Scott is very calm.  He is googling while I make my panicked hunt for the needle.  He tells me that I really need to call the vet and do it fast because a tiny cat is not a lot of body to pass through and a needle will be doing major damage in no time.  The alternative is pretty bleak.

When I am certain that the needle is gone I dial the vet. Of course I need to come in...the sooner the better. Trinket is on borrowed time.

Tuesday, November 6, 2012

The Cat That Ate the Canary, Or Worse

The next few days go much the same way.  I have Gidget confined to the penthouse suite and Trinket terrorizes her during every brief encounter.  It is madness. I've had to get very creative about carving out time to make each cat feel like the light of my life and frankly it is leaving my nerve endings in shreds.
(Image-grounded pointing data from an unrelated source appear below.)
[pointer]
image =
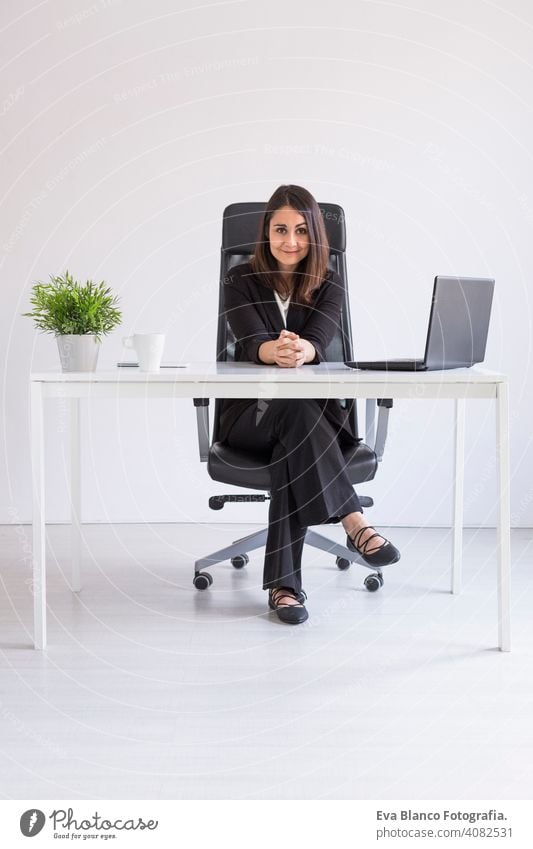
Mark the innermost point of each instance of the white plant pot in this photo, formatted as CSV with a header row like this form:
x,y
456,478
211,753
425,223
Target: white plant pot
x,y
78,353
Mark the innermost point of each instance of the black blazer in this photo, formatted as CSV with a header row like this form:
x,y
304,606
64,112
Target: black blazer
x,y
254,317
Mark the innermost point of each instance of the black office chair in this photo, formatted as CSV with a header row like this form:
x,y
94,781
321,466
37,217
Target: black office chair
x,y
239,468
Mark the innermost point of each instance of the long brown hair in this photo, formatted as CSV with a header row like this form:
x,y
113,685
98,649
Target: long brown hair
x,y
310,272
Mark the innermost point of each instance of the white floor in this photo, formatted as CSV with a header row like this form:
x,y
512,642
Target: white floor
x,y
152,689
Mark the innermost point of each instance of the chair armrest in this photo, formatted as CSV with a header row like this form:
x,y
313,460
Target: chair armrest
x,y
376,435
202,425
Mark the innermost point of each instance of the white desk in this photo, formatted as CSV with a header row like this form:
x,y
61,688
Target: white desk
x,y
244,380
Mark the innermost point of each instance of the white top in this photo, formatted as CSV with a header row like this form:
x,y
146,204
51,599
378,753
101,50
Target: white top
x,y
283,305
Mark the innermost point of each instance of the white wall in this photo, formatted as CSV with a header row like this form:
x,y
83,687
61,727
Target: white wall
x,y
126,127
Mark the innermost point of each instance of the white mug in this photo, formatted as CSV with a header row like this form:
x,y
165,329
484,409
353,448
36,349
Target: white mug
x,y
148,347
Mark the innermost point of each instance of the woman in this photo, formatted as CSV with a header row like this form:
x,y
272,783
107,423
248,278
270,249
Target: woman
x,y
283,307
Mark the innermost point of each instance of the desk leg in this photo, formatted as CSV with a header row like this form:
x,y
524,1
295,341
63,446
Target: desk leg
x,y
458,490
38,517
75,494
504,518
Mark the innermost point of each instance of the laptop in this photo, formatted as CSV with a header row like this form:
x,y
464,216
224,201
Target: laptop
x,y
457,331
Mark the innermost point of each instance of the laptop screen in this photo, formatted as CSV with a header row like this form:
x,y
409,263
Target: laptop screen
x,y
459,321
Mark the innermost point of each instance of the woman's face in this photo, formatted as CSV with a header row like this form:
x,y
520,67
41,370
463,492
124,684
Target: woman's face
x,y
289,237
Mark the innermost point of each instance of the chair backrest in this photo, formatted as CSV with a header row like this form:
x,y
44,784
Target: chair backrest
x,y
240,227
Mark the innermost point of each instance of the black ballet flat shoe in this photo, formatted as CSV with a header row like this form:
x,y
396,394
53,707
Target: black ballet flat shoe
x,y
291,614
385,555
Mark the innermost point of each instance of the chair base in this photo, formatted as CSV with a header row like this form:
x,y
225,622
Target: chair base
x,y
239,549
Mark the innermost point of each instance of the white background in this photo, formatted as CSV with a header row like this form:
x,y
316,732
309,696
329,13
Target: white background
x,y
127,127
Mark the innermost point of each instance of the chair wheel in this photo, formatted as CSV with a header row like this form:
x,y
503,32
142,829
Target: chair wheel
x,y
373,582
202,580
239,561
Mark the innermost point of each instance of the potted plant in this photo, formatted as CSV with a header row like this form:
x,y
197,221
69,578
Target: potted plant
x,y
78,315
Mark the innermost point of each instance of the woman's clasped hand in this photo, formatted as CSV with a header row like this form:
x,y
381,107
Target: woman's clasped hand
x,y
287,351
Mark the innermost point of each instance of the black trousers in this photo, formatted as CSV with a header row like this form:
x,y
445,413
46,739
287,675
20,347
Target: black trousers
x,y
309,482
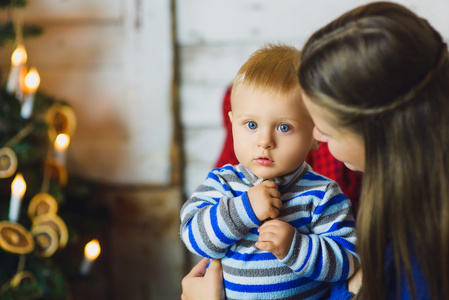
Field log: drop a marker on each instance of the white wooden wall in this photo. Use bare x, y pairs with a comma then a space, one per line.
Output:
216, 38
112, 61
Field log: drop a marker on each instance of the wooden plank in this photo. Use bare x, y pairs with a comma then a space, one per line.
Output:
210, 22
213, 65
202, 106
204, 145
202, 149
51, 11
65, 46
202, 22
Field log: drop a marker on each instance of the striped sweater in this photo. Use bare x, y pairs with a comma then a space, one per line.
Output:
217, 222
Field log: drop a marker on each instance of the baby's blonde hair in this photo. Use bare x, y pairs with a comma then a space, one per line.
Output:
273, 67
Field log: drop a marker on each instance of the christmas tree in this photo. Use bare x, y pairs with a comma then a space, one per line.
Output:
42, 209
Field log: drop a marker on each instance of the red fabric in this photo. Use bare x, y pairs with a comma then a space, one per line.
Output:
321, 160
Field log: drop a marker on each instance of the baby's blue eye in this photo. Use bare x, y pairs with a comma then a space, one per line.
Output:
284, 128
251, 125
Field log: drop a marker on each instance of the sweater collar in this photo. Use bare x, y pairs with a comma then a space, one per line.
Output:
281, 181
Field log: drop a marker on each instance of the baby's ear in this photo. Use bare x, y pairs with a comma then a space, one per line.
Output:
315, 145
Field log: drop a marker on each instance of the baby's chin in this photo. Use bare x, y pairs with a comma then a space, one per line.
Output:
353, 167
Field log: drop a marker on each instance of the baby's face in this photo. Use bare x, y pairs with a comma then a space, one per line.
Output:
272, 132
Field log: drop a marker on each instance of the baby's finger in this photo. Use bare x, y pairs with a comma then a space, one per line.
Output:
266, 246
267, 236
270, 184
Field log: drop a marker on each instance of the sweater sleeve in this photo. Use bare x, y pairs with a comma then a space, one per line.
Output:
339, 292
213, 219
328, 253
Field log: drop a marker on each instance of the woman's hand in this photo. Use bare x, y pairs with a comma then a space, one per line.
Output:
204, 283
355, 282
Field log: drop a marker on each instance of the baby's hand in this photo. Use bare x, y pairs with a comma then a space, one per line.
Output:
276, 237
265, 200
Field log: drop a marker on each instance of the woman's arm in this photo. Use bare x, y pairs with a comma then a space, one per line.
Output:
204, 283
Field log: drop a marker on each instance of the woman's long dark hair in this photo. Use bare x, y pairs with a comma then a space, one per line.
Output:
384, 74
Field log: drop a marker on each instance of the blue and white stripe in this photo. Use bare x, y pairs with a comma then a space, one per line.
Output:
217, 222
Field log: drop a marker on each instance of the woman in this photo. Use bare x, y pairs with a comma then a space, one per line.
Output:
375, 82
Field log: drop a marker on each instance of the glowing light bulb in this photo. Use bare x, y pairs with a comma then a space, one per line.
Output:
19, 56
32, 80
18, 188
92, 250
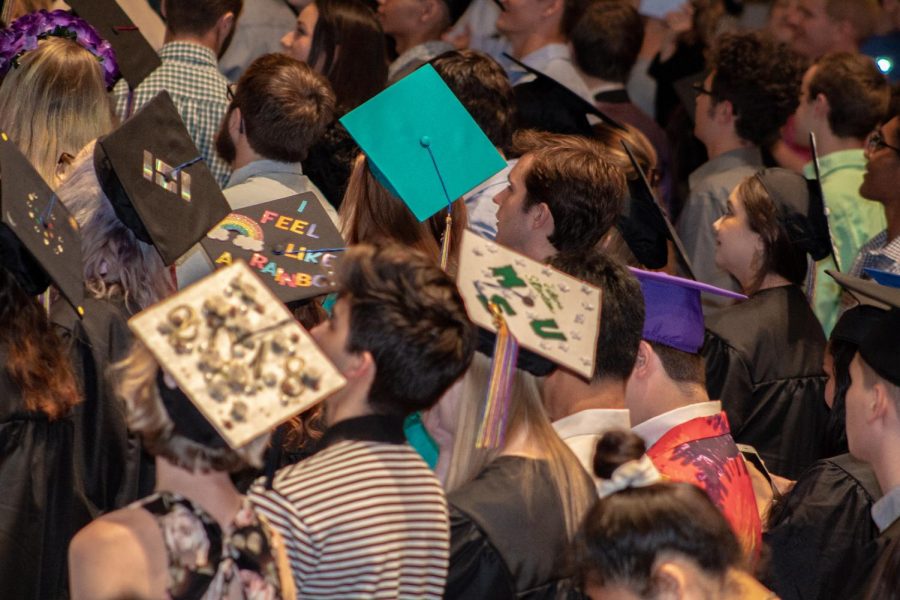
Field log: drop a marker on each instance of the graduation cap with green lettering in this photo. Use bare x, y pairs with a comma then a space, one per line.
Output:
44, 244
291, 243
134, 54
157, 181
421, 143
When Gidget is out of view and beyond smelling range, Trinket is as lovable and sweet as ever. Curls up with me on the couch. Sleeps on my bed with me. Greets me like a puppy.

One morning, I reach down for her as she slept by my side and she climbs up to nose around near my face, purring the whole time. I reach out to pet her and she climbs onto my night table.  And very quickly she jumps down. As if she is in hot pursuit of something.

For a moment, I wonder if she's somehow managed to find a way to open the attic door and is off to pounce on the poor unsuspecting kitten whose wandered out to explore the rest of the forbidden house.

She runs back into my room and appears to be mauling something - paws flailing near her face as though she has something in her teeth. She is making a gaggy sound.  I am flinging off the covers to see what is happening.

I lean over the edge of the bed and talk to Trinket.  I can see that she is moving her head back and forth as she is silhouetted against the light carpet.  Maybe she ate something and is choking it down. She continues to make an awful gagging sound. 

"What is it, Trink?" I ask as I turn on the light, hoping that what she has is very dead and no more heinous than a cricket.

The light comes on and I look at her, and she at me. In my bleary-eyed view, I can see that she is trying to chew something. I lean in close and gasp in horror when I see what it is.

Not a cricket. Not a mouse. I can see something shiny dangling from her mouth along side her chin. 

My cat appears to be attempting to swallow a needle and thread!